You’re probably right but it wouldn’t be a clean implementation for the os to do it. If it was more universal and better documented app devs could just put notices in themselves
It’s the silently part that is the problem. If you want your personal pictures to be stored on your personal cloud, you’re a lot more likely to want location tags attached. If it just told you that it was stripping the tags, then you could disable it for certain apps, Rather than not noticing until you already deleted the original images from the phone.
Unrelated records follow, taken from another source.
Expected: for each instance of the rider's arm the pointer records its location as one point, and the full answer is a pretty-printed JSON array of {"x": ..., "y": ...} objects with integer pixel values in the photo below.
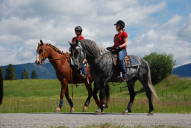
[{"x": 124, "y": 44}]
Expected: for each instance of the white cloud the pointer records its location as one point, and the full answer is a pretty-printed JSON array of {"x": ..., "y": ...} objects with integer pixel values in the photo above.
[
  {"x": 24, "y": 22},
  {"x": 165, "y": 39}
]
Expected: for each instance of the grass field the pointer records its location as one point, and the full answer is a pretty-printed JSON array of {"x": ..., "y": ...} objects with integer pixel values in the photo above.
[
  {"x": 43, "y": 96},
  {"x": 107, "y": 125}
]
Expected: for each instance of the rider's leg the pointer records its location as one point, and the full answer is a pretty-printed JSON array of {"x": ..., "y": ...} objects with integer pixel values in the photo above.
[{"x": 122, "y": 64}]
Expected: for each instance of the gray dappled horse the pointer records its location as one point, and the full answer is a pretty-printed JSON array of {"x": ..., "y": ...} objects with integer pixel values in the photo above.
[{"x": 103, "y": 68}]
So if I download an image from the web with GPS data, and then open it in an app that just reads images (so it doesn’t need location permissions)… That app (on some phones) gets a modified version of the file?
Which could make me think that the image doesn’t have location information.
Which could result in me uploading that file using a browser (that does have location permission turned on) to a website, and I think it’s safe to share because there’s no private information in the image, but my phone has conspired to mislead me.
Yes, that is cursed.
I’m also worried that this is why gallery apps would require GPS location just for viewing photos (and their Metadata). Once gallery app has the permission, it can track your location in real time. It’s like this should be a separate permission rather than bundled together.
I agree completely.
I understand the motivation here — apps that lack location permission shouldn’t be able to get backdoor access to your location via your camera roll. That makes sense, because you know damn well every
spywaresocial media company would be doing that if they could.But the reverse is also true: apps that legitimately need to read photos and access all their metadata shouldn’t need to be granted full location access.
I was thinking this as well
this is based, as @nincodedo mentioned before it’s cursed they don’t all do this
That Javascript date indexing one is almost as cursed as removeding tire sizes.
This included that as well.
Where can I find this library?
that bcrypt one (ignoring everything past the first 72 bytes) is concerning
Yep, that’s why mastodon only allows for 72 characters maximum in passwords, I assume.